O quadro médico que o psiquiatra Vicente Garrido, da Universidade de Valência, descreveu como o síndrome do imperador e que consiste no trato agressivo ou muito violento dos filhos com menos de 18 anos para com os pais, aumenta de forma inquietante entre famílias da classe média.
Em Espanha, a Procuradoria Geral do Estado registou em 2006 perto de 6.000 denúncias de pais e mães aterrorizados pela violência que os seus filhos exerciam em casa.
Este número, que só reflecte os casos mais extremos (10% do total), é seis vezes superior ao registado em 2000, assegurou o Dr. Garrido.
Quando os pais recorrem à justiça para tentar conter o filho, a situação já é muito desesperada. Não só perderam toda a autoridade sobre a criança, como temem uma acção destrutiva iminente e definitiva: o incêndio ou a destruição da casa, o ataque a outro irmão ou uma descarga de fúria imprevisível contra eles, explicou o psiquiatra, num encontro de especialistas que teve lugar no Hospital Vall d'Hebron, em Barcelona.
NÃO ESTÃO DOENTES
Os filhos agressores com o designado síndrome do imperador não foram objecto de maus tratos prévios, nem sofrem uma psicopatia (esquizofrenia ou psicoses) que explique a sua atitude, nem receberam uma educação permissiva e desentendida por parte de pais negligentes ou de conduta desestruturada.

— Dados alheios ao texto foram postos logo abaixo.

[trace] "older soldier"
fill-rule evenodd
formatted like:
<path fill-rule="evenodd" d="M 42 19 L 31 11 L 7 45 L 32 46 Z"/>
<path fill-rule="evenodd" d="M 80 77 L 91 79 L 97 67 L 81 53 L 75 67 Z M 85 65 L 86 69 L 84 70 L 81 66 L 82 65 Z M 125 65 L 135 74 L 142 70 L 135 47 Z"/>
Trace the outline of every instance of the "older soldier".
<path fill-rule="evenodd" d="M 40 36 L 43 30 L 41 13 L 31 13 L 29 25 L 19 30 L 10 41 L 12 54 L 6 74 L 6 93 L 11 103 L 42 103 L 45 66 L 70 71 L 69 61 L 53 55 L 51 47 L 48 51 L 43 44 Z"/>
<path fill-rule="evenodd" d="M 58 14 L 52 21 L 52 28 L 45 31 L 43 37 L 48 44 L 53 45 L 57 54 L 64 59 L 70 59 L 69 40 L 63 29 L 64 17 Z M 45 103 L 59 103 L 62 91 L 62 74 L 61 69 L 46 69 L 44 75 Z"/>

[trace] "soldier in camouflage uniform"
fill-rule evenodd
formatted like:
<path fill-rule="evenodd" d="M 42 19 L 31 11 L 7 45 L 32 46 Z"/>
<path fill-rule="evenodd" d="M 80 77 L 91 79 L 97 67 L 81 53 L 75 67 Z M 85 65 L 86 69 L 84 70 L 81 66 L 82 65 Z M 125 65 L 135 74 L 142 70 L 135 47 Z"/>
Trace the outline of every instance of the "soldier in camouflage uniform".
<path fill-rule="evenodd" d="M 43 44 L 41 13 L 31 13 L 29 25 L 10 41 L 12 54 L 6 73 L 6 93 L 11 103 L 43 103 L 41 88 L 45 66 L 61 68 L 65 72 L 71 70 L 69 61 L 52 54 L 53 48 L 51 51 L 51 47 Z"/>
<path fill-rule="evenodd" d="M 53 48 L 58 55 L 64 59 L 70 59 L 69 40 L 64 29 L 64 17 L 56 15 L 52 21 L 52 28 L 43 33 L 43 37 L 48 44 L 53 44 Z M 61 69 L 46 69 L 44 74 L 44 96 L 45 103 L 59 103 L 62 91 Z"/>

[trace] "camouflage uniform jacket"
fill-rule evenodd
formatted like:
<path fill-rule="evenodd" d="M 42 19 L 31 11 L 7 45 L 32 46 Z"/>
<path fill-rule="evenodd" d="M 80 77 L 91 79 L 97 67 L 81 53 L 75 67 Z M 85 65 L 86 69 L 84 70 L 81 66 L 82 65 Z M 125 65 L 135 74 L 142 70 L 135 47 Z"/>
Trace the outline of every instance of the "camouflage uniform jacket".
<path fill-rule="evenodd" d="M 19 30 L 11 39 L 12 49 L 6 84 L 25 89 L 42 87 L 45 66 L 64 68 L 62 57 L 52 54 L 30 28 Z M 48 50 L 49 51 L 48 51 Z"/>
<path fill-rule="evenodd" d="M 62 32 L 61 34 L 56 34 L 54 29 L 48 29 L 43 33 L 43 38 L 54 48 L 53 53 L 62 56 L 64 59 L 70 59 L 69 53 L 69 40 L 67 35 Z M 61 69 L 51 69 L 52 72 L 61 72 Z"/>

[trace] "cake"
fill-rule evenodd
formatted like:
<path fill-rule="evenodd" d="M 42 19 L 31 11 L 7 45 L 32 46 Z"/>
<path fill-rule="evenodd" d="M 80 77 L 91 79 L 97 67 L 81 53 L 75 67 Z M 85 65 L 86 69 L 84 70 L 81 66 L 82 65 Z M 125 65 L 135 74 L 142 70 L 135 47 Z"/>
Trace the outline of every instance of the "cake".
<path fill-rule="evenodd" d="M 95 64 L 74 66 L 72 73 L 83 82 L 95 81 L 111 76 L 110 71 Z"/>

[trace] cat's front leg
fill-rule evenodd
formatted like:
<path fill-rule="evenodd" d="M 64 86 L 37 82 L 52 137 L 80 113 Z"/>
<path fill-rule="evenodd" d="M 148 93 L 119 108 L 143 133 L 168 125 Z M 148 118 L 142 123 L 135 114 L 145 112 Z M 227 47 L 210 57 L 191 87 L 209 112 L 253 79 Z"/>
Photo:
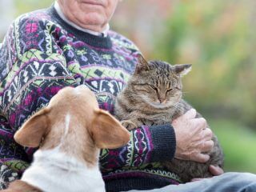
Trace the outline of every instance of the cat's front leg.
<path fill-rule="evenodd" d="M 121 124 L 127 130 L 131 130 L 142 126 L 142 122 L 137 118 L 121 121 Z"/>

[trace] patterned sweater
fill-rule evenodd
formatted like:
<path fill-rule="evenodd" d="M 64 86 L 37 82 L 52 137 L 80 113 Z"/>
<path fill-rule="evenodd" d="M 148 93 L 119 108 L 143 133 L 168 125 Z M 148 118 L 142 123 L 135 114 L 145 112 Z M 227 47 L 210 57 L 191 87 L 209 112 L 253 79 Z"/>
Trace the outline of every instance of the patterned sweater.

Também não consomem drogas. "Os garotos tiranos não mostram nenhum desses traços", prosseguiu Garrido.
"Eu atendi casos de pais exemplares, que deram ao seu filho uma boa educação e um tratamento afectuoso, que acabaram sendo objecto de uma violência exasperante - assegurou o psiquiatra.
Estamos perante um tema muito pouco investigado, que mostra crianças muito violentas em famílias que não têm nenhuma capacidade de influência sobre eles".
O motivo que suscita uma tempestade de golpes e insultos costuma ser inverosímil, do ponto de vista racional.
"Vou averiguar por que é que vocês não me compram a moto - escreveu um adolescente aos pais. Mas vocês vão pagar. Não quero saber mais nada de vocês, cambada de cachorros. Vocês são os piores pais do mundo".
Essas crianças mostram uma profunda insensibilidade emocional, descreveu Garrido, autor do livro Os filhos tiranos (Ariel). "Não se ligam afectivamente aos outros, têm pouca capacidade para sentir amor e não os preocupa os sentimentos alheios, mas não são psicopatas - insistiu.
Estão convencidos que os seus pais não têm legitimidade, nem poder, para os castigar e não os temem".
Os processos que relatam as famílias que vão ao psiquiatra ou ao tribunal têm em comum uma escala ascendente de agressões que quase sempre se iniciaram quando o menino tinha 7 ou 8 anos.
De uns leves insultos passaram à desobediência geral, à desconsideração e às mentiras. Com a adolescência chegaram os empurrões, as ameaças, a destruição de partes da casa (uma porta, uns vidros) e as bofetadas ou as patadas. "E em casos muito extremos, o assassinato", enumerou a médica.
O diagnóstico das crianças classificadas com o síndrome do imperador é ainda bastante incerto. Uns especialistas enquadram-nos sob a epígrafe de transtorno dissocial, uma gaveta de alfaiate pouco arrumada que, explicam, não acaba por descrever o panorama real de violência com o qual convivem os pais do agressor.
Se ninguém os detém antes, advertiram os médicos, toda essa violência reproduzir-se-á depois com o casal e os filhos do imperador.